What's a lesbian's favorite type of food?
Finger-food.
What body part do pigs have that humans don’t have?
A hambone.
A bear walks into a bar and asks the barkeep, "Can I have a grilled . . . cheese?"
The barkeep asks the bear, "What's with the big pause?" The bear says, "Well, I'm a bear."
Why did little Billy drop his ice cream?
He was hit by an ice cream truck.
Pineapple goes on pizza.
Went to my local Indian restaurant and asked the waiter for a chicken tarka Masala.
The waiter said, "What's that?"
I said, "It's the same as a tikka, just a little otter."

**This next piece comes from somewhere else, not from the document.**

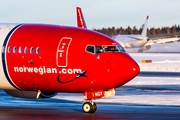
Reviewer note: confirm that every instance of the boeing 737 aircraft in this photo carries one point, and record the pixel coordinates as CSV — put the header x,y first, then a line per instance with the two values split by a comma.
x,y
40,60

What did the pizzas say to the pizza maker?
CHEESE-US!
What does the cannibal eat who comes late for dinner?
The cold shoulder.
What do skeletons say before they eat?
Bone appétit. ( ͡° ͜ʖ ͡°)
What is a spaceman’s favorite chocolate?
A Mars bar!
What did the banana say to the peel?
“Let’s split!”
Dad, there was one day I was playing jump rope with a pig, and then I made pulled pork out of him.
Son, he is dinner.
Have you ever had Ethiopian food??
Neither have they.
What do you call a band made of cheese?
Grate That!
A man and a cow walk into a McDonalds, and the man walks up to the front counter and says, “I’d like one beef burger.” The employee of McDonalds said, “Sure thing sir, also I really like to see your cow, may I bring him into the back room really quick to show my co-workers?” The man says, “Sure.” The employee takes the cow into the back room. A couple minutes later, the employee came back with his burger. The man took a bite of it, and realized his cow was gone.
You don't need a license to drive a sandwich.
What’s the hardest part of a veggie to eat?
The wheelchair.
What's the hardest part when making skimmed milk?
Throwing the cow across the lake.
A doctor is telling three women what they are addicted to.
He says to the first one, "You are addicted to money, you named your daughter Penny."
He says to the second one, "You are addicted to food, you named your daughter Candy."
Then the third one whispers to her son, "Come on, Dick, let's go."